So is there anything else you're developing that might not be as well-known right now?

Joseph Ruben: I'm working on a movie that's actually a remake of an English series called The Politician's Wife. It was made in the early 90s and with this remake it will be called The Senator's Wife, where a prominent Senator, maybe a guy who might be President, is caught in a sex scandal and his wife stands by him and he survives to re-election. But then she starts to discover other things about him, that basically he's not just sexually corrupt, he's corrupt politically and just across the board and she slowly, systematically, without him knowing it, destroys him politically. It's an interesting political thriller.

So will that basically be just an Americanization of that original British TV series then?

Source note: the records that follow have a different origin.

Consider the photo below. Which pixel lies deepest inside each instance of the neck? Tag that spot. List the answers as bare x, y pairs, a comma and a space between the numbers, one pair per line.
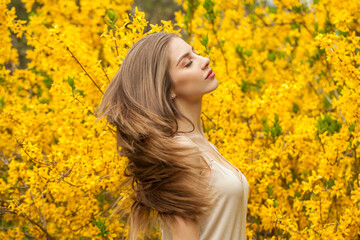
191, 110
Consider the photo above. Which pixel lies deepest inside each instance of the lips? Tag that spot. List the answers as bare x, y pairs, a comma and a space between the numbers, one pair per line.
210, 72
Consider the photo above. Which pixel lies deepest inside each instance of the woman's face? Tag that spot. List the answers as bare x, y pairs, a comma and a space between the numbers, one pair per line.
188, 71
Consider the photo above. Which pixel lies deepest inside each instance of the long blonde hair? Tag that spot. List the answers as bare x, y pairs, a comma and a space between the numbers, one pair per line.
162, 173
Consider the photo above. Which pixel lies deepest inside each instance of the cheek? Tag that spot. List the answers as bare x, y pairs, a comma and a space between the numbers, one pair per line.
186, 85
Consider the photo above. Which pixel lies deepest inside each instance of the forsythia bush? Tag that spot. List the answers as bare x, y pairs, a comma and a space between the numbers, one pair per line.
286, 113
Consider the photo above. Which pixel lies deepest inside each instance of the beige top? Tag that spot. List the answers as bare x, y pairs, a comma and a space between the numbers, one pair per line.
227, 221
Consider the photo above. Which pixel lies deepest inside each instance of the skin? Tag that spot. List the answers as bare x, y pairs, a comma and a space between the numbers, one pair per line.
189, 86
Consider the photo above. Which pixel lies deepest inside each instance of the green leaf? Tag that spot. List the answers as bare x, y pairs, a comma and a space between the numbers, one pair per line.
204, 40
271, 56
295, 108
352, 127
71, 82
327, 124
2, 101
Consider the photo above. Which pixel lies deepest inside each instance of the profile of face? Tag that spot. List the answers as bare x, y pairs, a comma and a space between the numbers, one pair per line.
189, 72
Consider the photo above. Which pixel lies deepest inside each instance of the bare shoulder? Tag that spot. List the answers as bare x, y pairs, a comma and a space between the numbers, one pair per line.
185, 228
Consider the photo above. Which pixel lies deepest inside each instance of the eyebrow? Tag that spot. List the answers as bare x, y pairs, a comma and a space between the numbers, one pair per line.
184, 55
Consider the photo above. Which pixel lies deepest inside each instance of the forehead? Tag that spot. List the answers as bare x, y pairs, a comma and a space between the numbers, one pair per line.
177, 47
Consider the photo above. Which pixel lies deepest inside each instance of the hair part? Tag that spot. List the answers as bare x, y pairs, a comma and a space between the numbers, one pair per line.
162, 173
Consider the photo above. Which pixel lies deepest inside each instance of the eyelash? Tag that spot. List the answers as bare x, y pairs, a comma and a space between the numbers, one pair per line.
187, 65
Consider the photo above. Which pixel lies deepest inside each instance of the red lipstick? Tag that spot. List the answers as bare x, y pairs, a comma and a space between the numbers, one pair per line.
211, 74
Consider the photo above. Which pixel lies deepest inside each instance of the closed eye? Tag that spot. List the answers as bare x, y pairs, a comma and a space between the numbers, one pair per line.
187, 65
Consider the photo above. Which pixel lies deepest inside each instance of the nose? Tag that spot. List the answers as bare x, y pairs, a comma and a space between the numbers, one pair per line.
205, 63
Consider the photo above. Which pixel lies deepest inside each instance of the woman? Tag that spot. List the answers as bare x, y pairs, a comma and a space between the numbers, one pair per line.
154, 101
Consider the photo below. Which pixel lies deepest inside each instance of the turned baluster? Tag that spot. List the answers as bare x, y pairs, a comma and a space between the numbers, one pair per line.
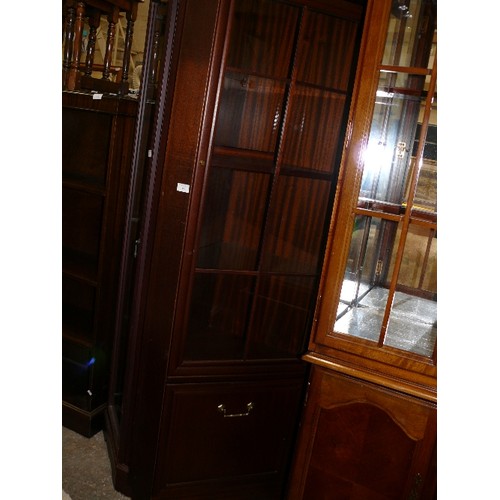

Joseph Ruben: Yeah, exactly. Nick Meyer, who directed several of the Star Trek movies, wrote the new version.

So, with this new DVD, there were commentary tracks on here, so how involved were you with this new DVD release from Shout! Factory?

Joseph Ruben: Yeah, I did the commentary and did an interview for it. It's a movie that I have a lot of affection for. What I like in a thriller, it's really hard to find, is where there's some wit and humor. I don't necessarily mean broad humor, the kind of writing that is so smart that it's subversive and it keeps you off balance and I think the movie does that. I have a lot of affection for it so it was fun. I haven't seen it in so long, and it was fun to look at it and talk about it as a movie like it was an old dream that you haven't revisited in quite awhile.

So, finally, what would you like to say to the fans of this film about what they can expect from this new DVD release and finally getting to pick it up on DVD for the first time?

Joseph Ruben: I think they'll have a fun evening. I think it's a fun, subversive, exciting movie that created a really memorable lead character.

Excellent. Well that's about all I have for you, Joseph. Thanks so much for your time and the best of luck with your new films.

Joseph Ruben: No problem. Thanks, Brian. Take care.

You can watch Ruben's original 1987 thriller The Stepfather, which is available on DVD for the first time ever on October 13, and you can check out the new version of The Stepfather in theaters on October 16.